On se dit qu’on va enlever ce meuble parce qu’il prend trop de place. Il est là depuis qu’on a acheté la maison. Jule travaille alors je m'en occupe. Je le démonte en tapant dessus. Le travail du bois est précis. Je déplace le gros tas de bois au fond du jardin, dans un mélange de mélancolie et de satisfaction.
J’appelle ma grand-mère pour son anniversaire, elle a 93 ans. C'est un appel de 10 minutes et 43 secondes dans lequel elle me dit notamment que, quand elle est déprimée, elle est du genre à « se mettre un coup de pied dedans ». Vers la fin, elle me demande si je continue d’écrire des choses déprimantes ou si j’ai trouvé autre chose.
Les prunes tombent tout au long de la journée et roulent sur le terrain. J’en fais un clafoutis (30 g de beurre, 3 œufs, 100 g de sucre, 100 g de farine de riz, 30 cl de lait). J’en mets dans des sacs que je pose au fond du congélateur. J'en mange directement dans le jardin quand je suis au téléphone.
La dernière fois, je demande à Papi s’il veut être honoré d’une façon particulière quand il mourra. Je le demande quand J. part chercher quelque chose à la cuisine. Je tourne ma langue sept fois dans ma bouche pour trouver les bons mots. Je le regarde dans les yeux et il ne dit rien et il me regarde dans les yeux et il pleure puis après le silence il dit qu’il faudrait y réfléchir.
Sur les chemins autour de la maison, on voit tous les environs. Il n’y a aucun bruit. À part les insectes dans les prairies cramées, on peut parler de solitude. Et quand je lui dis, Jule me dit que je ne suis pas obligé de le hurler.

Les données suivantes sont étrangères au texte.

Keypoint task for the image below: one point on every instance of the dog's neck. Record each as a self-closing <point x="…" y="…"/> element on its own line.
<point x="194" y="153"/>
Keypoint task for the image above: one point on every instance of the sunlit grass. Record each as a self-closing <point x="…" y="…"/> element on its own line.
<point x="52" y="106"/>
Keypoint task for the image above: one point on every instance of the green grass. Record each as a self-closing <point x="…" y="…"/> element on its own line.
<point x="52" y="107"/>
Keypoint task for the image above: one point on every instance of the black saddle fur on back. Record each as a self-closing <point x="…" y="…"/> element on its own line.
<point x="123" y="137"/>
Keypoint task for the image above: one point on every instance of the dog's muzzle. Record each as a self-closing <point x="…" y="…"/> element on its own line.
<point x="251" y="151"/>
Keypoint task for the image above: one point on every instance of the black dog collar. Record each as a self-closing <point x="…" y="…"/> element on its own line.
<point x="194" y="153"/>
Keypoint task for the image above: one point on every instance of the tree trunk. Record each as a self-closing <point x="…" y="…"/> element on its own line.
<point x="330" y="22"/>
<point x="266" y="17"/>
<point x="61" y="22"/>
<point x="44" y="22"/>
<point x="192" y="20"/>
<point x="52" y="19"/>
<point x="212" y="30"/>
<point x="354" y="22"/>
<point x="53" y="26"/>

Un jeune homme avec des cheveux longs attachés est allongé sur le béton du quai. Son sac lui sert de coussin. Il a les jambes croisées, ses chaussures sont posées à côté de lui et on voit ses chaussettes blanches. Il regarde son smartphone en souriant, comme s’il était au cinéma. Derrière la vitre, je n’entends pas ce qu’il voit.

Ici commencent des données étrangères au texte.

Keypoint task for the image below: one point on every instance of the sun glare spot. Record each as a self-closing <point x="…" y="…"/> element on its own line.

Quand dans les récits de vie il n'y a que des trous et des silences, il n'y a plus que la fiction pour raconter ces vies. En ce sens, Papi est déjà Brutus-3.
Vingt minutes après le départ, je vois des forêts, des petites routes, des fermes et l’horizon rouge d’abord et jaune ensuite, les rayons de soleil comme le jaune d’un œuf au plat, se cassent et dégoulinent partout sur les collines, les nuages sont comme des buvards. C’est exactement comme le « soleil cou coupé » d’Apollinaire et je suis ému quand je comprends ce que les images ont vraiment de réel.